Clarice Lispector’s The Passion According to G.H. was not at all what I expected it to be. Given the position of the protagonist and certain details about her way of life, I read through more than a little of the novel assuming that there would be some kind of message relating to intersections between gender and class or social status: I thought that the former maid would play more of a role in some way, and I wondered if G.H.’s feelings about the maid would relate more directly to developments in her view of the cockroach. I certainly did not anticipate how a moment of surprise and disgust would evolve into a massive crisis and endless references to “oozing” substances.
Although the focus of the novel is on the “abject” and the protagonist’s “sacrifice” of depersonalization – as discussed in the lecture video – I found myself wondering again and again, somewhat contrarily, about the subject: I wanted to care about G.H.’s musings, but I also really wanted to know more about the woman herself and her role in the human world. We learn that G.H. is a woman and a sculptor; that she has enough money to live well and to employ a maid; that she was pregnant once, and that she chose to have an abortion; but who G.H. is in everyday life remains somewhat mysterious.
In addition to the mentions of “oozing,” the use of the words “salt” and “saltless” caught my attention more than once as I read this novel. I believe G.H. first makes reference to salt in relation to the cockroach, when she refers to her curiosity about tasting “the salt in the roach’s black eyes” (p. 74); and later, G.H. mentions salt in a more metaphorical way when she describes “tedium” as “saltless” (p. 147). Something that is “saltless” might be described as “bland” – not lively, but still in a kind of existence; therefore, I think the “saltless” experience that G.H. talks about could be compared to the loss of her sense of self.
Of the many aspects of this novel that I have yet to understand, one is simply the particular significance of the cockroach. Why would Lispector have chosen to represent the “abject” with a cockroach, rather than with a different animal or a person? Is there some other creature (one that would inhabit a closet or not) that might have been able to affect the protagonist in the same way?
Hi Maia!
I really liked your blog post:)
In my opinion, I think the reason why the details of G.H’s character was left somewhat ambiguous was because they didn’t really matter. The overarching theme of the novel was G.H’s transformation to become more like herself, therefore who she was outside of the narrative didn’t matter as much as who she became.
Hi Maia! I really enjoyed reading your thoughts on the abject in the book; I definitely agree that it’s really unconventional in how Lispector focuses so little on G.H. as a subject, and that threw me off a lot. To answer your question about the cockroach, I think one reason Lispector would choose it is because it represents a periphery or a kind of sideline, through which G.H. could experience that crisis. There seems to be some discussion of fundamental sameness when G.H. discusses the “I” as well at the end of one chapter, when she makes shocking claims about what “I” was, and I think that the cockroach’s size compared to her contributed to that choice as well.
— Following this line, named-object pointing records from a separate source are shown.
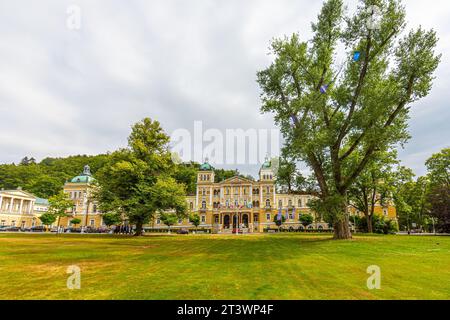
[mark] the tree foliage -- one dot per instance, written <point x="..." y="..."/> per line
<point x="338" y="118"/>
<point x="138" y="180"/>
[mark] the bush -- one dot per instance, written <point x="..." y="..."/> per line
<point x="381" y="225"/>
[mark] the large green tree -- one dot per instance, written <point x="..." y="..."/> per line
<point x="337" y="118"/>
<point x="137" y="180"/>
<point x="59" y="204"/>
<point x="438" y="196"/>
<point x="373" y="186"/>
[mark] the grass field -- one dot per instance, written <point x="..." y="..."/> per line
<point x="285" y="266"/>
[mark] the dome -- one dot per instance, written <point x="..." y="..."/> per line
<point x="85" y="177"/>
<point x="206" y="166"/>
<point x="266" y="164"/>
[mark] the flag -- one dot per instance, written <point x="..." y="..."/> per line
<point x="323" y="89"/>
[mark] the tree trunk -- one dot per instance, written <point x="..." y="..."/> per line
<point x="138" y="229"/>
<point x="342" y="229"/>
<point x="369" y="223"/>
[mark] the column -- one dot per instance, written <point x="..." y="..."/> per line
<point x="260" y="196"/>
<point x="210" y="196"/>
<point x="274" y="194"/>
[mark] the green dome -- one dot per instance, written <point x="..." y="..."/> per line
<point x="266" y="164"/>
<point x="82" y="179"/>
<point x="205" y="167"/>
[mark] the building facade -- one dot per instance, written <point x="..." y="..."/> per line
<point x="252" y="206"/>
<point x="84" y="208"/>
<point x="19" y="208"/>
<point x="225" y="206"/>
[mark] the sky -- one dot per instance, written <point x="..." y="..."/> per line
<point x="75" y="86"/>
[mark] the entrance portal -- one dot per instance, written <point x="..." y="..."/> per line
<point x="245" y="220"/>
<point x="226" y="221"/>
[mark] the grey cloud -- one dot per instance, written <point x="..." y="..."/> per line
<point x="67" y="92"/>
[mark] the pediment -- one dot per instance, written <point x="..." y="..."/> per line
<point x="237" y="180"/>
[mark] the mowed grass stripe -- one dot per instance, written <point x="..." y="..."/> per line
<point x="284" y="266"/>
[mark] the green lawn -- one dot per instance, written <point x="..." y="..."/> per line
<point x="285" y="266"/>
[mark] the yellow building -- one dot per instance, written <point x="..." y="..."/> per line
<point x="84" y="208"/>
<point x="21" y="209"/>
<point x="222" y="206"/>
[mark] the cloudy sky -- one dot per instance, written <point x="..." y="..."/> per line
<point x="67" y="91"/>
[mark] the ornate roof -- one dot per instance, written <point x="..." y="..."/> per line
<point x="206" y="166"/>
<point x="85" y="177"/>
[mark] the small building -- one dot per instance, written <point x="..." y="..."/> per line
<point x="78" y="189"/>
<point x="17" y="208"/>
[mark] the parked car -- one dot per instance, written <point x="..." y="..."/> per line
<point x="11" y="229"/>
<point x="73" y="230"/>
<point x="37" y="229"/>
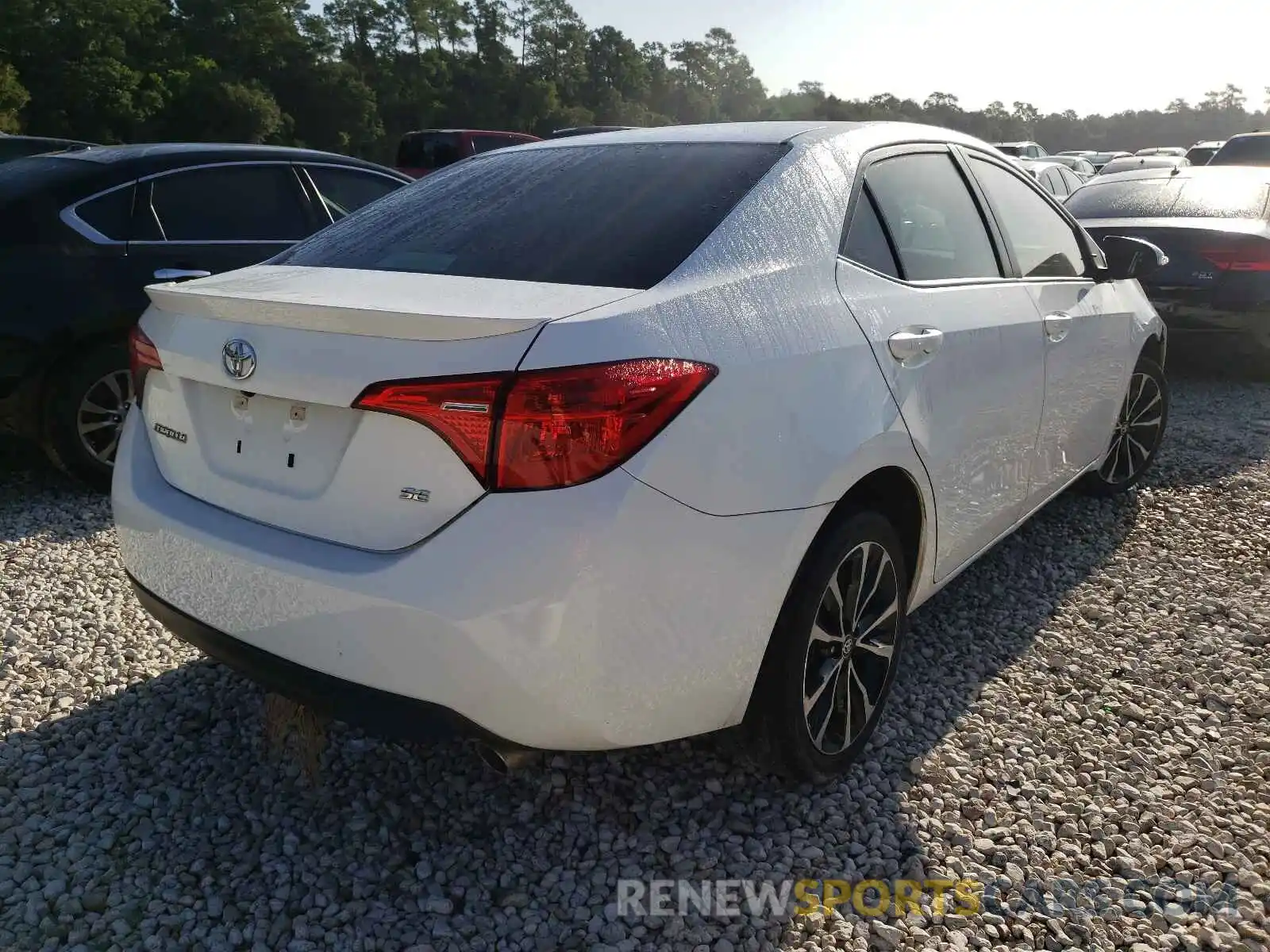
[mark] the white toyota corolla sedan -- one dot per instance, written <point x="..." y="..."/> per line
<point x="616" y="440"/>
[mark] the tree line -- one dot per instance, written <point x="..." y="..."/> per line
<point x="356" y="74"/>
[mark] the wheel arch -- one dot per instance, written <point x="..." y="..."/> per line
<point x="1153" y="348"/>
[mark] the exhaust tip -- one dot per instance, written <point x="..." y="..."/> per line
<point x="505" y="761"/>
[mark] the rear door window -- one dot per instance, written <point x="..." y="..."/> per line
<point x="933" y="219"/>
<point x="867" y="240"/>
<point x="429" y="150"/>
<point x="1043" y="241"/>
<point x="232" y="203"/>
<point x="344" y="190"/>
<point x="614" y="216"/>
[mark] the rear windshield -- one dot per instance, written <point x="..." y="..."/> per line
<point x="619" y="216"/>
<point x="1172" y="198"/>
<point x="429" y="150"/>
<point x="1248" y="150"/>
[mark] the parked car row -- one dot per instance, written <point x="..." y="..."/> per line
<point x="429" y="150"/>
<point x="84" y="232"/>
<point x="84" y="228"/>
<point x="1213" y="224"/>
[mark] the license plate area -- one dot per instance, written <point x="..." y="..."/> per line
<point x="287" y="446"/>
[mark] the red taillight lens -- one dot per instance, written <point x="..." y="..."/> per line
<point x="564" y="427"/>
<point x="143" y="357"/>
<point x="460" y="410"/>
<point x="552" y="428"/>
<point x="1253" y="257"/>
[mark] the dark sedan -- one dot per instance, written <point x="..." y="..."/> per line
<point x="1214" y="226"/>
<point x="83" y="234"/>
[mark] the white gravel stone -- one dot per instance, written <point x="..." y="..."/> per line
<point x="1087" y="704"/>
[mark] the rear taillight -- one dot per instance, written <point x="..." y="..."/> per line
<point x="546" y="429"/>
<point x="459" y="409"/>
<point x="143" y="359"/>
<point x="1251" y="257"/>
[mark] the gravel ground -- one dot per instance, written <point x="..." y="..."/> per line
<point x="1089" y="702"/>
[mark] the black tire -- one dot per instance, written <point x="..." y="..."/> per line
<point x="781" y="733"/>
<point x="73" y="391"/>
<point x="1130" y="459"/>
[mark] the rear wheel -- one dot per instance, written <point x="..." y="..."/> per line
<point x="833" y="654"/>
<point x="84" y="414"/>
<point x="1140" y="429"/>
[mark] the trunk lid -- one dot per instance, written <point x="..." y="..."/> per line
<point x="283" y="446"/>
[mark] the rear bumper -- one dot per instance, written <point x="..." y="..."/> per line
<point x="595" y="617"/>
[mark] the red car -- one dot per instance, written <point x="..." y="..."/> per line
<point x="429" y="150"/>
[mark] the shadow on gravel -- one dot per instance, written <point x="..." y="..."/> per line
<point x="36" y="498"/>
<point x="165" y="791"/>
<point x="1219" y="424"/>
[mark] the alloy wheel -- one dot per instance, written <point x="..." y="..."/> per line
<point x="101" y="416"/>
<point x="1137" y="431"/>
<point x="851" y="649"/>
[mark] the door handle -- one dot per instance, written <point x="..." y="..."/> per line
<point x="914" y="347"/>
<point x="1058" y="325"/>
<point x="181" y="274"/>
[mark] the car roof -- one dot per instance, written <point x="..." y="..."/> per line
<point x="144" y="159"/>
<point x="1187" y="171"/>
<point x="857" y="133"/>
<point x="46" y="139"/>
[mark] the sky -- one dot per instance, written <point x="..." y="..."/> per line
<point x="1100" y="56"/>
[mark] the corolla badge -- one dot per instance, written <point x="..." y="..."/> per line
<point x="238" y="359"/>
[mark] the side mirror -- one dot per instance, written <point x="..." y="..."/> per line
<point x="1130" y="258"/>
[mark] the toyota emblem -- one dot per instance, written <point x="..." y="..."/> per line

I like to think that we got to understand and know G.H. as she is in her soul. Most of the time, we read and become invested in characters by their actions and words, which is then extrapolated into feelings and emotions – but with G.H. it was the opposite. We knew her soul before we knew her person.
– Jasmine C.
Hi Maia,
I honestly am terrified and disgusted of roaches and wondered the same and wondered if she was influenced by Kafka’s Metamorphosis. But I am assuming that she chose this despicable creature to show that one is able to transcend one’s emotions and ego and encompass all creation and be one with them. The author was certainly influenced by religious and mystical texts because her novel is full of religious references and going back to some sort of genesis or beginning. Reading this novel also reminded me of Yellow Wallpaper where the author uses a lot of dramatic irony.
” I found myself wondering again and again, somewhat contrarily, about the subject: I wanted to care about G.H.’s musings, but I also really wanted to know more about the woman herself and her role in the human world.”
That’s fair enough. We do get some glimpses, as you point out. But, as in some other novels we’ve read (Agostino comes to mind, too) we see our protagonist in a space/time of exception, when for better or worse they become other to themselves, and leave their day-to-day subjectivity behind. What will happen next, when they return to that subjectivity, we don’t exactly know.